On Thursday, South Korea's national security adviser announced that President Trump is willing to meet North Korean leader Kim Jong Un by the end of May. The stunning declaration follows months of divisive back-and-forth rhetoric between the two leaders that, at one point, led Trump to proclaim Kim is a “madman with nuclear weapons.”
South Korean officials previously announced that North Korea is willing to hold talks with the United States on curbing its missile and nuclear weapons programs. North Korea also vowed to temporarily refrain from testing its missiles and nuclear weapons. The surprising declaration, if true, would be a major step toward potentially denuclearizing North Korea. Experts are skeptical, however, that the regime would be willing to bargain away its prized program. In August, North Korea's foreign minister told United Nations diplomats that the country's nuclear and ballistic weapons are not up for negotiation.
Here's what you need to know about the state of North Korea's nuclear program:
1. What did we learn about North Korea’s nuclear weapons in 2017?
North Korea conducted its sixth and most powerful nuclear test Sept. 3, 2017, weeks after launching a new intercontinental missile that experts say is capable of reaching the United States.
While it’s difficult to know precise details, the explosion was five to 10 times as powerful as North Korea’s previous test a year earlier. Most experts estimated the weapon’s yield at between 100 and 200 kilotons, suggesting that the device was a thermonuclear, or hydrogen, bomb, as North Korea claimed. The test banished any doubts about North Korea’s ability to build a powerful nuclear bomb.
U.S. intelligence agencies estimate that North Korea has up to 60 nuclear warheads and that its nuclear program is more advanced than previously thought. In a confidential assessment, officials say North Korea has successfully produced a compact nuclear warhead capable of fitting in the payload of a ballistic missile.
2. What are the origins of its nuclear program?
In the 1960s, when North Korea was a close ally to the Soviet Union, Soviet leaders transferred nuclear technology and hardware to allow Pyongyang to develop a nuclear energy program. Those early nuclear reactors allowed North Korea to gain the technical sophistication, as well as a source of fissile material, for its future weapons program.
In the 1970s, North Korea obtained a Soviet-era Scud missile from Egypt and reverse-engineered it to make two of its earliest versions: the Hwasong-5 and Hwasong-6 missiles.
By the 1980s, North Korean scientists were beginning to fabricate uranium metal and experiment with detonating systems used in nuclear warheads. After the 1994 Agreed Framework pact was abandoned in 2002, North Korea began to race to build and test its first nuclear device, finally succeeding in 2006.
3. What are the things we don’t know about its nuclear program?
In addition to uncertainties about the program’s origins, we still don’t know whether North Korea has mastered all the technologies needed to put a miniaturized nuclear warhead on a missile and deliver it halfway around the world. There is, for example, no publicly known evidence showing that North Korea has surmounted the challenge of designing an intercontinental ballistic missile reentry vehicle that would enable a nuclear-tipped warhead to survive the trip through Earth’s upper atmosphere.

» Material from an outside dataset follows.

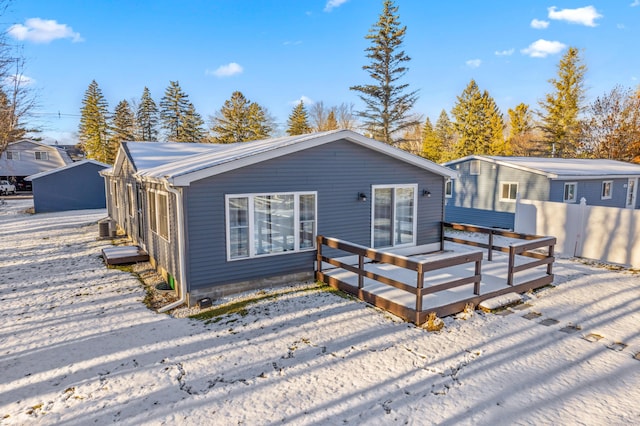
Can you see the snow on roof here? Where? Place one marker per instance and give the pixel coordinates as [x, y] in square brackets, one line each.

4. From which countries does North Korea receive its supplies?
Key assistance — including centrifuges for uranium enrichment, and possibly warhead design blueprints — was provided in the 1990s by Pakistani nuclear scientist A.Q. Khan. But over the decades, North Korea received help, some of it inadvertent, from dozens of countries around the world. North Korea developed a sophisticated procurement network that purchased needed technology and equipment, either through front companies or on the black market.
5. Why do nuclear weapons matter to North Korea?

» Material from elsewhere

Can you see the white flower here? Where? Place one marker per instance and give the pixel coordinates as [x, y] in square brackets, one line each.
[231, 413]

From the perspective of Pyongyang’s leaders, nuclear weapons are the ultimate guarantor of the regime’s survival. A small, economically backward and isolated state, North Korea is surrounded by vastly more powerful rivals and adversaries, including South Korea, which maintains technical superiority in conventional arms. The country’s paranoid leaders also appear genuinely convinced that the United States will seek a strategy of regime change, as it did with Libya and Iraq. Nuclear weapons are regarded as Kim’s insurance card against any such attempt.
6. What are some restrictions on North Korea?
The U.N. Security Council has passed rounds of sanctions since then. In September, it imposed its toughest yet on the regime's oil imports and textile exports. The most recent sanctions put a further squeeze on the country's oil imports and placed more restrictions on its citizens working abroad.
Despite this, North Korea has been able to skirt the restrictions on its exports through ship-to-ship transfers and front companies set up in China.